Come stiamo gestendo quest’isolamento forzato?
«Tutto è mutato in un tempo molto rapido. Quella di oggi è per noi una situazione del tutto nuova, siamo abituati ad essere mobili, dentro e fuori dall’Italia. Se tradizionalmente cambiamo casa molto poco frequentemente, almeno secondo le statistiche nazionali, siamo però un popolo che si muove tanto e questa è una situazione del tutto nuova. La prima conseguenza è un piccolo shock».
Di che tipo?
«Io vedo un piccolo shock individuale nel fatto che in qualche modo si ritorna ad una vita che non conoscevamo più, che è quella fatta delle passeggiate fuori casa, del frequentare gli amici più ristretti, porre attenzione nel momento in cui si va in un luogo pubblico. Questo per noi italiani è tutto nuovo. Siamo molto molto abituati ad una vita relazionale e sociale attiva, in questo senso, tagliarci fuori da tutto questo comporta uno shock».
E le reazioni quali sono?
«Quello che ho notato per esempio sui social è che questo shock si traduce anche in rabbia, la rabbia che viene provata dagli stessi concittadini italiani nei confronti di altri concittadini italiani che per paura probabilmente si sono mossi dalla zona d’isolamento. C’è un doppio livello di paura, la prima è quella che ti fa muovere dal luogo nel quale sei coattamente costretto, per misure di sicurezza. Questa paura dipende, purtroppo, dalla poca fiducia nelle istituzioni. La seconda è l’odio per chi contravviene a questo tipo di decisioni, in quanto vieni qui e infetti me.

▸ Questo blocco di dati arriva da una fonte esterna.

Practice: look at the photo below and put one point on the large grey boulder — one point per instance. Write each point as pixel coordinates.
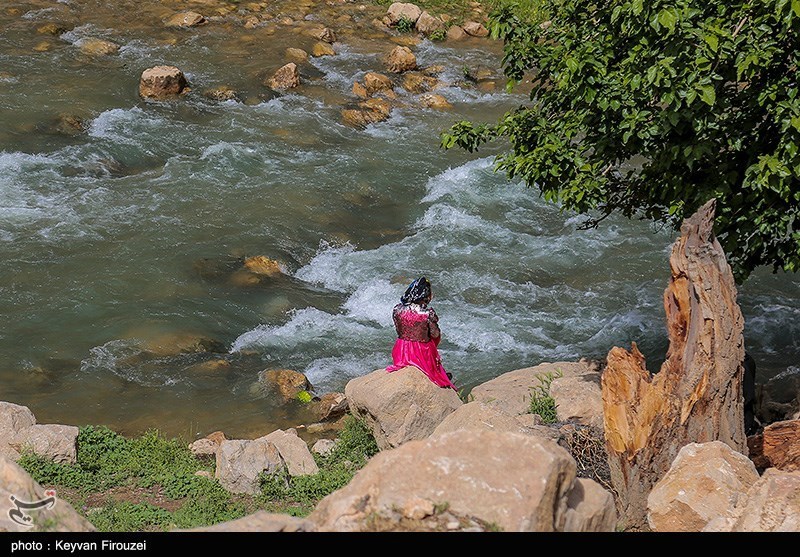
(512, 392)
(17, 488)
(294, 452)
(705, 481)
(241, 461)
(516, 482)
(260, 521)
(54, 441)
(13, 419)
(477, 415)
(400, 406)
(772, 504)
(19, 432)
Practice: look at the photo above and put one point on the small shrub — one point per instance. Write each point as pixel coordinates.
(405, 25)
(541, 402)
(438, 35)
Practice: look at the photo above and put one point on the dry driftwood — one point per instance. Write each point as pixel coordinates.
(696, 396)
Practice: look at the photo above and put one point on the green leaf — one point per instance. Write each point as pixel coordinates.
(707, 94)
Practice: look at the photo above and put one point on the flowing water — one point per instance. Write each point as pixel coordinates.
(123, 223)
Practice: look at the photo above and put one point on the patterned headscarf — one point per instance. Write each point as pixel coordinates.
(418, 291)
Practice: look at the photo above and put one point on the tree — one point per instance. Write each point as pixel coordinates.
(652, 108)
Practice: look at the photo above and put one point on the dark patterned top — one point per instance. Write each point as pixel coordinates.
(415, 322)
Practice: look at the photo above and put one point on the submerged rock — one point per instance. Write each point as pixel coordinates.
(162, 82)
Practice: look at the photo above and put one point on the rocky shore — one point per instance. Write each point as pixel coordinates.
(482, 463)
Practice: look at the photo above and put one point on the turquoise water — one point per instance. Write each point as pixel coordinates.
(128, 233)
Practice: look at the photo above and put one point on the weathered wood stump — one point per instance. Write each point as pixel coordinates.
(696, 397)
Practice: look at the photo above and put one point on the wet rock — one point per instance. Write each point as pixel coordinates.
(162, 82)
(294, 452)
(325, 34)
(719, 477)
(185, 19)
(322, 49)
(221, 94)
(475, 29)
(52, 441)
(69, 124)
(401, 59)
(399, 11)
(240, 462)
(434, 101)
(455, 33)
(366, 113)
(399, 406)
(286, 77)
(13, 419)
(427, 24)
(98, 47)
(297, 54)
(416, 82)
(376, 83)
(208, 445)
(289, 383)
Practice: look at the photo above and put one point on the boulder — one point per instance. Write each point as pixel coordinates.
(590, 508)
(98, 47)
(403, 10)
(288, 382)
(417, 82)
(772, 504)
(401, 59)
(185, 19)
(162, 82)
(241, 461)
(13, 419)
(330, 407)
(260, 521)
(516, 482)
(778, 446)
(221, 93)
(297, 54)
(427, 23)
(377, 82)
(478, 415)
(294, 452)
(366, 113)
(475, 29)
(325, 34)
(208, 445)
(259, 264)
(53, 441)
(400, 406)
(455, 33)
(434, 101)
(706, 480)
(579, 399)
(322, 49)
(285, 77)
(323, 447)
(17, 488)
(511, 392)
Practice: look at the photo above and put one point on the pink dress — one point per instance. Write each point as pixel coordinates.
(417, 342)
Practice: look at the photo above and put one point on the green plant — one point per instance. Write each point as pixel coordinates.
(125, 516)
(355, 446)
(405, 25)
(542, 403)
(651, 109)
(438, 34)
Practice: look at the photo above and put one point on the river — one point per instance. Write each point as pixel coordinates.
(123, 221)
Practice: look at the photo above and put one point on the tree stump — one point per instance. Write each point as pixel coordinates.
(697, 395)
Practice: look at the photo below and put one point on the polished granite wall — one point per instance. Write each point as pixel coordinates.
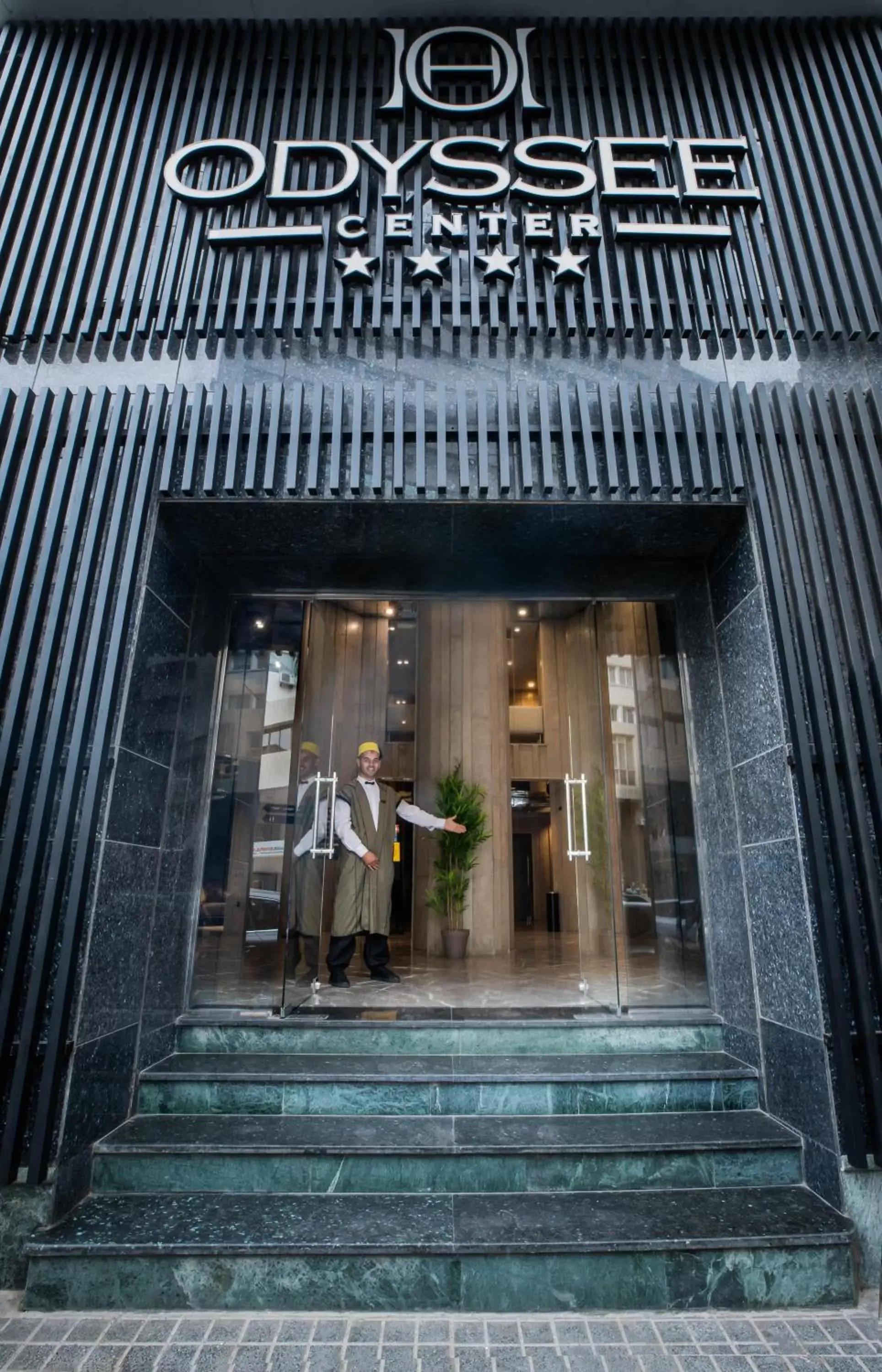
(136, 953)
(758, 916)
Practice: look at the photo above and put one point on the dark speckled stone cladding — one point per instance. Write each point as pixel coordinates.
(368, 1180)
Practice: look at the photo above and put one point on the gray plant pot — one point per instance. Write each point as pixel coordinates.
(454, 942)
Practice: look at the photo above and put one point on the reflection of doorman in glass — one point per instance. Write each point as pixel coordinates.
(366, 825)
(307, 872)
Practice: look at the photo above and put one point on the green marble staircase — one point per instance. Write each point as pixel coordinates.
(446, 1165)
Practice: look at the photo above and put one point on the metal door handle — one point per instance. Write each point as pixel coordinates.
(326, 848)
(576, 787)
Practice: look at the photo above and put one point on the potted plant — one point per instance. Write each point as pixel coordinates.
(457, 857)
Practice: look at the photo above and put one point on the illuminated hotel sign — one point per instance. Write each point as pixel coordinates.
(537, 191)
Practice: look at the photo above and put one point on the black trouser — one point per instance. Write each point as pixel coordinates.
(342, 949)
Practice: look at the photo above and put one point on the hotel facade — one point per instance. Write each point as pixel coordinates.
(506, 394)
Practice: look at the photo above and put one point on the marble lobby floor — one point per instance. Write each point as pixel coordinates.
(542, 970)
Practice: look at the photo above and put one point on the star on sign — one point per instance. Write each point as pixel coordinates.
(568, 267)
(426, 267)
(357, 267)
(498, 264)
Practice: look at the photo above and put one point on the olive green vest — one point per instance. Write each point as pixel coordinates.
(364, 898)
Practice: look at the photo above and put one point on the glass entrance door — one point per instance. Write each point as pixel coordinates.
(242, 921)
(590, 857)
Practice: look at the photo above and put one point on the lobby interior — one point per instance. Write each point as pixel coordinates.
(585, 896)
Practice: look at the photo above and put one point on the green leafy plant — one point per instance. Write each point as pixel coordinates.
(457, 854)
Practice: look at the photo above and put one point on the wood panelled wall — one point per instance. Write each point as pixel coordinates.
(463, 715)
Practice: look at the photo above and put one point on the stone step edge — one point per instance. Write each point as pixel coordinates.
(788, 1139)
(175, 1250)
(738, 1072)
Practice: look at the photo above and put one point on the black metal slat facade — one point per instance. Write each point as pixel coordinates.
(94, 246)
(95, 252)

È una percezione molto nuova in Italia, io l’ho vista provare sempre verso l’altro».
Adesso, possiamo dirlo, gli altri siamo noi.
«Sì, il terzo livello di analisi è che mi sembra che ci stiamo rendendo conto di cosa voglia dire essere gli altri. Noi finora non abbiamo molto ragionato su cosa volesse dire essere altro di noi, essere extraeuropei, avere un altro colore di pelle, ma questo non accade solo in Italia. Il problema è che siamo altri per paesi che sentivamo estremamente contigui».
Come la Francia, per esempio.
«Nel momento in cui Marine Le Pen chiede più volte al presidente Macron di chiudere i rapporti con l’Italia ti rendi conto che non c’è un’alleanza trasversale, anche tra i partiti populisti in Europa e che infine questo tipo di alleanza non vale niente nei confronti di un provvedimento che riguarda qualcosa di ancora più intimo, rispetto al nazionalismo, che è lo stato di salute. Quindi questo ci tocca molto da vicino, perché di fatto può colpire ognuno di noi».
Cosa possiamo imparare?
«Spero che questo sia un momento in cui noi riusciamo a riflettere su cosa vuol dire essere gli altri. Possiamo recuperare un po’ di empatia e di solidarietà che era alla base del nostro collante sociale, magari ci ricordiamo anche cosa vuol dire essere italiani, noi di crisi ne abbiamo superate veramente tante, ne abbiamo dato prova. Mi dispiace che non riusciamo a trasmettere che siamo cresciuti, è come se i media siano rimasti a raccontare uno stereotipo unico di noi».
La narrazione mediatica dove ha sbagliato?
«Questa psicosi che spero finisca presto è legata sicuramente anche molto al modo in cui noi ci siamo rappresentati attraverso i media. In un secondo momento, dovremmo capire che cos’è che non è andato, abbiamo creato uno stereotipo di noi stessi davanti a una situazione di crisi. Se non ci fossimo rappresentati così probabilmente anche gli altri Paesi sarebbero stati più rassicurati nei nostri confronti».